快速开始
本页给出当前公开 API 的最短可运行路径。
根包导入
import torch
from triton_ops import (
fused_rmsnorm_rope,
fused_gated_mlp,
fp8_gemm,
quantize_fp8,
FusedRMSNormRoPE,
FusedGatedMLP,
FP8Linear,
)
fused_rmsnorm_rope
import torch
from triton_ops import fused_rmsnorm_rope
batch, seq_len, hidden_dim, head_dim = 2, 128, 4096, 64
x = torch.randn(batch, seq_len, hidden_dim, device="cuda", dtype=torch.float16)
weight = torch.ones(hidden_dim, device="cuda", dtype=torch.float16)
cos = torch.randn(seq_len, head_dim, device="cuda", dtype=torch.float16)
sin = torch.randn(seq_len, head_dim, device="cuda", dtype=torch.float16)
y = fused_rmsnorm_rope(x, weight, cos, sin)
print(y.shape)
要点:
x必须是 3D 且 contiguous。

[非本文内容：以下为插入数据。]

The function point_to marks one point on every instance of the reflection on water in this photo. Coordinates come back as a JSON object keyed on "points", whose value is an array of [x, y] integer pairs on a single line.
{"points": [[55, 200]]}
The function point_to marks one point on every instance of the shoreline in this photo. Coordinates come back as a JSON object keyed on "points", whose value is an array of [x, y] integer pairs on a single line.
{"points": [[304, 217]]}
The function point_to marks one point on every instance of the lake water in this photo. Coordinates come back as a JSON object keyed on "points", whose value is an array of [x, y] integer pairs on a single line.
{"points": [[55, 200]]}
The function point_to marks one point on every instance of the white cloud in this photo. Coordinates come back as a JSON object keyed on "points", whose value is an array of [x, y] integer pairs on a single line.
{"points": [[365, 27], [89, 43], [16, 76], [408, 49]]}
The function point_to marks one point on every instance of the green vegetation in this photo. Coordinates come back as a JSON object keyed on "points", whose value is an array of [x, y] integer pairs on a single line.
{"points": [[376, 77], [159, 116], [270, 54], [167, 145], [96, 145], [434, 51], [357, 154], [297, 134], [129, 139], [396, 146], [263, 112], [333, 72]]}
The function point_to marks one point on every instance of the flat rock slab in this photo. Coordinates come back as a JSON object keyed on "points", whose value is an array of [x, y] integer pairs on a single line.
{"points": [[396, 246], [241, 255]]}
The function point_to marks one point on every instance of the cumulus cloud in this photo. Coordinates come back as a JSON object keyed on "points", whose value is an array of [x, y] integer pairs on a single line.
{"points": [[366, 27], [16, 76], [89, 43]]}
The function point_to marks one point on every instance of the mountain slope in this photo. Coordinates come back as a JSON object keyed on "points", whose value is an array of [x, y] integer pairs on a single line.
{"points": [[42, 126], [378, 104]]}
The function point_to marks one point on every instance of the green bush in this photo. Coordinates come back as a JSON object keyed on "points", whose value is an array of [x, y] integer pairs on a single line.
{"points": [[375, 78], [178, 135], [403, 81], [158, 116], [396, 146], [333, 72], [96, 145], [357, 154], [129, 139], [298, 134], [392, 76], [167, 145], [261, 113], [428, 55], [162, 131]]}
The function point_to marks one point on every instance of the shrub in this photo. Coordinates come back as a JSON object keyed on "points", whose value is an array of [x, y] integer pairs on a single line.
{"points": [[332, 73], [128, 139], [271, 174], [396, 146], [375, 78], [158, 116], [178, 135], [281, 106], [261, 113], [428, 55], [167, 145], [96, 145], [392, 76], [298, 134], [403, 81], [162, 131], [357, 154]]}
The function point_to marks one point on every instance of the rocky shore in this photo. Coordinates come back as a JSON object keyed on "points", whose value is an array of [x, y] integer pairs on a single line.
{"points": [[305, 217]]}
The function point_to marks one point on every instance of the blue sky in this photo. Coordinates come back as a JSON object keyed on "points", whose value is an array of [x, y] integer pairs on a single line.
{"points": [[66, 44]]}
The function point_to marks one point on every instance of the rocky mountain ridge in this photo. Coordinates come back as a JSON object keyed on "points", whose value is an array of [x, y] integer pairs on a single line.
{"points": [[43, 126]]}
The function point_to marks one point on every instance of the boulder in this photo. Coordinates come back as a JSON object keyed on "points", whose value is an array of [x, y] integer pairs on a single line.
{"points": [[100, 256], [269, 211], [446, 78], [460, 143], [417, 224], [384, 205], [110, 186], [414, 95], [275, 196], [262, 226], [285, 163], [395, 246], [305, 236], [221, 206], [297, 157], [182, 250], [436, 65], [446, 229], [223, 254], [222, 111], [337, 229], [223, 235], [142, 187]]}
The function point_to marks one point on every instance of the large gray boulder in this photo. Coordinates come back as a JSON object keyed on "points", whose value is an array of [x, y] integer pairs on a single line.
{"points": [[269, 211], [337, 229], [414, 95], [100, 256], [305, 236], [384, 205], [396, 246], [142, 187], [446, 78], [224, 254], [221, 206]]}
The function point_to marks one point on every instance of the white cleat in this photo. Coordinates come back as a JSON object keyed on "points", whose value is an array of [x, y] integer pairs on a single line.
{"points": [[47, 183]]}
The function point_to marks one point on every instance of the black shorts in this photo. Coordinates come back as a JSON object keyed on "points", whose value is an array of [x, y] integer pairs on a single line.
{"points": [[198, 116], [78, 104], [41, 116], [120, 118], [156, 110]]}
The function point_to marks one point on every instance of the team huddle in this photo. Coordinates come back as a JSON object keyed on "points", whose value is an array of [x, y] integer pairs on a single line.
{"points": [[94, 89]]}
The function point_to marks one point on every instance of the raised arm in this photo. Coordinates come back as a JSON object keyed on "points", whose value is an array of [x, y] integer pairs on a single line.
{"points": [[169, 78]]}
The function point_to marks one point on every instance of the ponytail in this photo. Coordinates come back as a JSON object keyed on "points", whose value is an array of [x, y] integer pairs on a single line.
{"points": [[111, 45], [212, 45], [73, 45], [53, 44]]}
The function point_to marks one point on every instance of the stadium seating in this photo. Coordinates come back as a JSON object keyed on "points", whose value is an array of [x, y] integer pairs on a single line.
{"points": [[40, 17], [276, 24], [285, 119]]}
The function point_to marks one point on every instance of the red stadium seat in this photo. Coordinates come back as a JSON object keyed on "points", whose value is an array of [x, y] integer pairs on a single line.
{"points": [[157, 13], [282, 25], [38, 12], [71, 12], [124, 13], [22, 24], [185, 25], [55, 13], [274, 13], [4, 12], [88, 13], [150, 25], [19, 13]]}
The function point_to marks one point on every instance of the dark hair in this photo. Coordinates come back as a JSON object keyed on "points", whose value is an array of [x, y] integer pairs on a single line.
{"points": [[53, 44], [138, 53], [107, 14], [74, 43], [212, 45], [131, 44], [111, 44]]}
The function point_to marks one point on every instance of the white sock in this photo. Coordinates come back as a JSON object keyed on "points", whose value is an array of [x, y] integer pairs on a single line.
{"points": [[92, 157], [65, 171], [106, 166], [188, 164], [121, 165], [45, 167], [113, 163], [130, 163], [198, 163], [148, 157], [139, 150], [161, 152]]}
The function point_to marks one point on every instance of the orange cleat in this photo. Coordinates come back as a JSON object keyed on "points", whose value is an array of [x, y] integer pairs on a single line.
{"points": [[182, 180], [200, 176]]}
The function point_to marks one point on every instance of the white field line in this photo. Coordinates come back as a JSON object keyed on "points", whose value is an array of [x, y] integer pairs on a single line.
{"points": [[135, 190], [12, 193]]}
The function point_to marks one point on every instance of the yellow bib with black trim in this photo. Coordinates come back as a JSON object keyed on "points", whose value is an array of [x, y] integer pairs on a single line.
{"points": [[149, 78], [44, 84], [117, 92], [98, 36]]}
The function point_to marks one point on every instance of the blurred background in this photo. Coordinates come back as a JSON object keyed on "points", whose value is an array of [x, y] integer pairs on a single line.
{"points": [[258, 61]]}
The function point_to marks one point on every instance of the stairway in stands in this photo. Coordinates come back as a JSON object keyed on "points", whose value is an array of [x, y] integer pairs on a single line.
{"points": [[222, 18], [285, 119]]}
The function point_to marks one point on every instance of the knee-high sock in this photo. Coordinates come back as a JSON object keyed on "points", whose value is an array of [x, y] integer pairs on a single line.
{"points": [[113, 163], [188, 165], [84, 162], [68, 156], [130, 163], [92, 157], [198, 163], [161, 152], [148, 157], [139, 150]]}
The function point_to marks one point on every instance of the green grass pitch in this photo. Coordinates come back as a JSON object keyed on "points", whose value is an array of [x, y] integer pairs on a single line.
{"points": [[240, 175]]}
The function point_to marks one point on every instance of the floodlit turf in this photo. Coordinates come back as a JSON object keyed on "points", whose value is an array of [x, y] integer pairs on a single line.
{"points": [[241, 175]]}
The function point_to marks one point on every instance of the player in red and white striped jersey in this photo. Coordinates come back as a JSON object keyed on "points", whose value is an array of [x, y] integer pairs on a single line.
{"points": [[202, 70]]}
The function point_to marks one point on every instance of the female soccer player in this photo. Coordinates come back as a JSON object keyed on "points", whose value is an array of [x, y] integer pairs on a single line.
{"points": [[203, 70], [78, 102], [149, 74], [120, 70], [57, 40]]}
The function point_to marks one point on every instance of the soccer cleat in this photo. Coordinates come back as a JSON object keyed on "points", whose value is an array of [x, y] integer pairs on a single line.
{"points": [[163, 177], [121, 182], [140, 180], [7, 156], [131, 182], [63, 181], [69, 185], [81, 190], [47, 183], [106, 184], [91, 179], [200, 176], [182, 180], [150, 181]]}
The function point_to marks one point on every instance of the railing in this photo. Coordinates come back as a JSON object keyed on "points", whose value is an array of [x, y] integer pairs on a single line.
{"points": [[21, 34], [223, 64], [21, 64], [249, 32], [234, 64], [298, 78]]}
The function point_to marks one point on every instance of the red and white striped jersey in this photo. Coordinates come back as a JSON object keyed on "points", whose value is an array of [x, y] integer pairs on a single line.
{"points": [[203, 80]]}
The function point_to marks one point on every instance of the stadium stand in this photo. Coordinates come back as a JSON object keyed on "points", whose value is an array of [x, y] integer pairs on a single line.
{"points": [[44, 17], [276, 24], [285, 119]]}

weight.shape必须等于(hidden_dim,)。cos和sin的形状必须一致。- 如果不传
num_heads,实现会自动按hidden_dim / head_dim推断。
fused_gated_mlp
import torch
from triton_ops import fused_gated_mlp
hidden_dim = 4096
intermediate_dim = 11008
x = torch.randn(2, 128, hidden_dim, device="cuda", dtype=torch.float16)
gate_weight = torch.randn(intermediate_dim, hidden_dim, device="cuda", dtype=torch.float16)

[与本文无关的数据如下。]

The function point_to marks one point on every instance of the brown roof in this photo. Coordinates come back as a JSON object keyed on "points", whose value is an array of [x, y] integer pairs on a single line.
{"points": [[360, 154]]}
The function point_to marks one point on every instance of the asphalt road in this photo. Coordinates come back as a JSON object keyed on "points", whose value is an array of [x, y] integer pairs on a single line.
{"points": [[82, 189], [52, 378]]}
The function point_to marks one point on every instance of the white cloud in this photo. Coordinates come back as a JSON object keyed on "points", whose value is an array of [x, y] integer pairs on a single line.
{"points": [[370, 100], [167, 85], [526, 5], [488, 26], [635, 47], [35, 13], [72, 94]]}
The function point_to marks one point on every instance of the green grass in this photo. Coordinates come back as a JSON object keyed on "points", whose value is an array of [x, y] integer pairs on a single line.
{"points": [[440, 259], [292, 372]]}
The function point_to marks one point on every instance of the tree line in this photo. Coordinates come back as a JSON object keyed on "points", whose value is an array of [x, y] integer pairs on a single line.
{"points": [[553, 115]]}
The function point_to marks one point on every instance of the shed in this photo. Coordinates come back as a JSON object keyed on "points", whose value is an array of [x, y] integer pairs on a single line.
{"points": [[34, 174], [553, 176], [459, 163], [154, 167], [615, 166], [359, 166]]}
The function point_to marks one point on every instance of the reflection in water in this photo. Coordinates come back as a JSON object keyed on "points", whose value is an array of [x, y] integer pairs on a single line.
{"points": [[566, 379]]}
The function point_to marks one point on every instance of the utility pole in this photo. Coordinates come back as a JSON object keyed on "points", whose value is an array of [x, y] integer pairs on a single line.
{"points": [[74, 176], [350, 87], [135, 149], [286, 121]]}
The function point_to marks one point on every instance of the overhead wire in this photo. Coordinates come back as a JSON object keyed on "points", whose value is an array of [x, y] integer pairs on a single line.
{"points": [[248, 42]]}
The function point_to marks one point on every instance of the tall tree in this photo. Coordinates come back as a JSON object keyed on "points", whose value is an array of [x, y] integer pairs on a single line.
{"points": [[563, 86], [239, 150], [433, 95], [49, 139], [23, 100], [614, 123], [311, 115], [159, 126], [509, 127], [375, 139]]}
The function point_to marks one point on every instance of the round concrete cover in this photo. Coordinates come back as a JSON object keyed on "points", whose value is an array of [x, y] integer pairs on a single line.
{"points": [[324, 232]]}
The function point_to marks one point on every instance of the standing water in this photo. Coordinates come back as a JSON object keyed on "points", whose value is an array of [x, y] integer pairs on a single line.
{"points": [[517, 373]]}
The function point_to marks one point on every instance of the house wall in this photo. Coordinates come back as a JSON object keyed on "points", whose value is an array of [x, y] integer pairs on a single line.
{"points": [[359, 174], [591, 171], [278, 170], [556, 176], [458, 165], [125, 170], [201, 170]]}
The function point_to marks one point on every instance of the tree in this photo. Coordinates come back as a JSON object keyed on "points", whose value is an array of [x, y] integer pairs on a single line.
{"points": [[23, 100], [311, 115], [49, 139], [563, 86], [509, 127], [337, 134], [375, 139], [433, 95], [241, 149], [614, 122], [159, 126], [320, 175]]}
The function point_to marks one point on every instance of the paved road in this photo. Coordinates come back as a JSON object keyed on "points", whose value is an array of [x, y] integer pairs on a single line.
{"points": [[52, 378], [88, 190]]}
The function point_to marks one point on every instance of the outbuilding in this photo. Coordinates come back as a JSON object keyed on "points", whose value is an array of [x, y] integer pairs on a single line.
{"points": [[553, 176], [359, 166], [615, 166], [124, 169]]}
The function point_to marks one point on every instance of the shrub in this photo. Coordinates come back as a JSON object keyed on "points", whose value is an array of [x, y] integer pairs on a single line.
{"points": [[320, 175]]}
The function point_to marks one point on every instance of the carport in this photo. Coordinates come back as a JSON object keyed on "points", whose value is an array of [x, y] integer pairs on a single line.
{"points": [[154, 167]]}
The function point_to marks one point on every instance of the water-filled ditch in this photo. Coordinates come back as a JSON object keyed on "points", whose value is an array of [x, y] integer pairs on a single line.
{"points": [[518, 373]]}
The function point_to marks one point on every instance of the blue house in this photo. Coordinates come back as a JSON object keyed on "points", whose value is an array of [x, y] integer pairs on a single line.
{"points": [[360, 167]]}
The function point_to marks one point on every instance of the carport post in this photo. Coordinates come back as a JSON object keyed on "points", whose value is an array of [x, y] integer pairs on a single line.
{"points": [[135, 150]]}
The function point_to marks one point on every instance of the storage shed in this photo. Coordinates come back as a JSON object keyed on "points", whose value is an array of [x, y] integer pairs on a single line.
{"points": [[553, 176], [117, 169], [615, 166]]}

up_weight = torch.randn(intermediate_dim, hidden_dim, device="cuda", dtype=torch.float16)
y = fused_gated_mlp(x, gate_weight, up_weight, activation="silu")
print(y.shape)
当前 kernel 与参考实现都遵循:
output = activation(gate_proj(x)) * up_proj(x)
支持的激活函数只有 "silu" 和 "gelu"。
fp8_gemm
import torch
from triton_ops import fp8_gemm, quantize_fp8
a = torch.randn(1024, 4096, device="cuda", dtype=torch.float16)

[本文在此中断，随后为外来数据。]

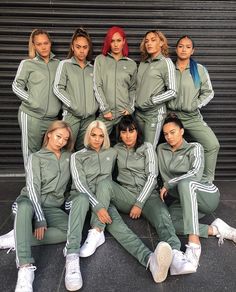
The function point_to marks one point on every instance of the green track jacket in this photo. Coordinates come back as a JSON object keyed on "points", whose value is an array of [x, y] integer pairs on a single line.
{"points": [[190, 98], [74, 87], [137, 170], [47, 179], [185, 163], [33, 84], [156, 83], [88, 168], [114, 84]]}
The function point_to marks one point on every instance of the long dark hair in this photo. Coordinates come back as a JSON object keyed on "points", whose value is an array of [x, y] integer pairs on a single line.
{"points": [[129, 122], [193, 64], [80, 32]]}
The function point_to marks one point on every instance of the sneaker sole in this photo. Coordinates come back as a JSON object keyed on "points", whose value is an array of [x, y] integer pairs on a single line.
{"points": [[163, 253], [81, 255], [175, 273]]}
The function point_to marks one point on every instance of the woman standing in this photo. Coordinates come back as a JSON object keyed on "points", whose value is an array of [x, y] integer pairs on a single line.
{"points": [[194, 91], [181, 167], [74, 86], [155, 85], [136, 194], [90, 167], [33, 84], [114, 78]]}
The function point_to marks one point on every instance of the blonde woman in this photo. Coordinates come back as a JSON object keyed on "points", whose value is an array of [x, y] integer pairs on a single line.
{"points": [[39, 218], [155, 85], [74, 86], [33, 84]]}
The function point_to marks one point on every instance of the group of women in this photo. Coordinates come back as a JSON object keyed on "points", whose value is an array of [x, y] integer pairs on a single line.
{"points": [[136, 100]]}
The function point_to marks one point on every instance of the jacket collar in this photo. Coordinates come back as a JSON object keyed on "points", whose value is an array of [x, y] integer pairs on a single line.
{"points": [[184, 145]]}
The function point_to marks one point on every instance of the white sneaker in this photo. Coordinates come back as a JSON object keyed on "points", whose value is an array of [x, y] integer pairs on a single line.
{"points": [[73, 277], [159, 261], [193, 254], [225, 231], [25, 279], [93, 240], [7, 241], [180, 265]]}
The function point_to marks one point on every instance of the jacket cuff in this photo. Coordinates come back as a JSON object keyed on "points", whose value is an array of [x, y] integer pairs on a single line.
{"points": [[39, 224], [97, 207], [139, 204]]}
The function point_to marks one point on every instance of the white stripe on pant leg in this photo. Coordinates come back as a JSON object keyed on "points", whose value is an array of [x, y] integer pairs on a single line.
{"points": [[24, 137], [68, 230], [194, 187], [158, 127], [16, 214], [194, 207]]}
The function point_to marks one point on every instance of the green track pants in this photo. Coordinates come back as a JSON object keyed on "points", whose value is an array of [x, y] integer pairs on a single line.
{"points": [[192, 198], [61, 227], [154, 210]]}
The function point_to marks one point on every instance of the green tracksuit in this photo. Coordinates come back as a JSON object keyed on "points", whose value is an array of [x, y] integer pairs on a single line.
{"points": [[187, 106], [74, 87], [137, 172], [33, 84], [155, 86], [114, 85], [182, 175], [89, 170], [39, 205]]}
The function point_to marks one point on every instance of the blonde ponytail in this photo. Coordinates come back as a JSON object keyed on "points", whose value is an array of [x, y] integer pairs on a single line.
{"points": [[31, 48]]}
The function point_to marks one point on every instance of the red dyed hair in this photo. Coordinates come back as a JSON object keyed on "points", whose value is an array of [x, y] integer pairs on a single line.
{"points": [[107, 42]]}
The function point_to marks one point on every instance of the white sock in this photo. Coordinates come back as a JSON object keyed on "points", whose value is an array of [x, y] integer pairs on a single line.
{"points": [[195, 245], [214, 230]]}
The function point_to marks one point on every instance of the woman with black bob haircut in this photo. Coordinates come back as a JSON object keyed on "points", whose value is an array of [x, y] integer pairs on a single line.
{"points": [[130, 123], [135, 193]]}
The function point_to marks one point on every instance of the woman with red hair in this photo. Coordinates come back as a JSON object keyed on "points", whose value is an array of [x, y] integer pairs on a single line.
{"points": [[114, 78]]}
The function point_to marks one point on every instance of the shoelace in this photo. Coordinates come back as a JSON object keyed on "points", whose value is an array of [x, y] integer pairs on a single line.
{"points": [[24, 276], [148, 263], [73, 265], [180, 255], [191, 255]]}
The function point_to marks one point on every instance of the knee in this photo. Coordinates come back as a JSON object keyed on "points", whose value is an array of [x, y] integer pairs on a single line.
{"points": [[104, 186], [24, 205], [212, 145], [183, 185]]}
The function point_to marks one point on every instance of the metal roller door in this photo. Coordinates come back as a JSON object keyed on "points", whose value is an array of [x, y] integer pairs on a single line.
{"points": [[212, 24]]}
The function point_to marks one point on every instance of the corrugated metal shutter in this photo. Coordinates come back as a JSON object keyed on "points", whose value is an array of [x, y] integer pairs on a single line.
{"points": [[211, 23]]}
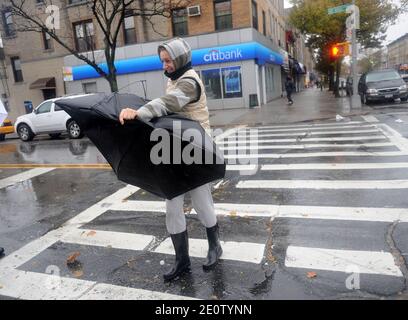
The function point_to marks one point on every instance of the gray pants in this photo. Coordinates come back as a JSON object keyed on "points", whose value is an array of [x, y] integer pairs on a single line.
{"points": [[203, 204]]}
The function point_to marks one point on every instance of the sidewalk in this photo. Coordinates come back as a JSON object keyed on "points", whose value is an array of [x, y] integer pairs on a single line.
{"points": [[309, 104]]}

b = torch.randn(4096, 2048, device="cuda", dtype=torch.float16)
# 方式 1:让库自动量化
c_auto = fp8_gemm(a, b)
# 方式 2:显式量化后传入 scale
a_fp8, a_scale = quantize_fp8(a)
b_fp8, b_scale = quantize_fp8(b)
c_manual = fp8_gemm(a_fp8, b_fp8, a_scale, b_scale)
print(c_auto.shape, c_manual.shape)
实际使用时,请优先把输出视为 torch.float16 或 torch.bfloat16 路径。这是当前 Triton kernel 真正维护的半精度输出路径。
模块封装
import torch
from triton_ops import FusedRMSNormRoPE, FusedGatedMLP, FP8Linear
class DecoderBlock(torch.nn.Module):
def __init__(self, hidden_dim=4096, num_heads=32, intermediate_dim=11008):
super().__init__()
head_dim = hidden_dim // num_heads
self.norm = FusedRMSNormRoPE(hidden_dim, head_dim)
self.mlp = FusedGatedMLP(hidden_dim, intermediate_dim, activation="silu")
self.proj = FP8Linear(hidden_dim, hidden_dim)
def forward(self, x, cos, sin):
normed = self.norm(x, cos, sin)
mixed = self.proj(normed)
mlp_out = self.mlp(normed)
return mixed, mlp_out
FP8Linear 会在第一次前向时延迟量化权重,并缓存转置后的 FP8 权重副本。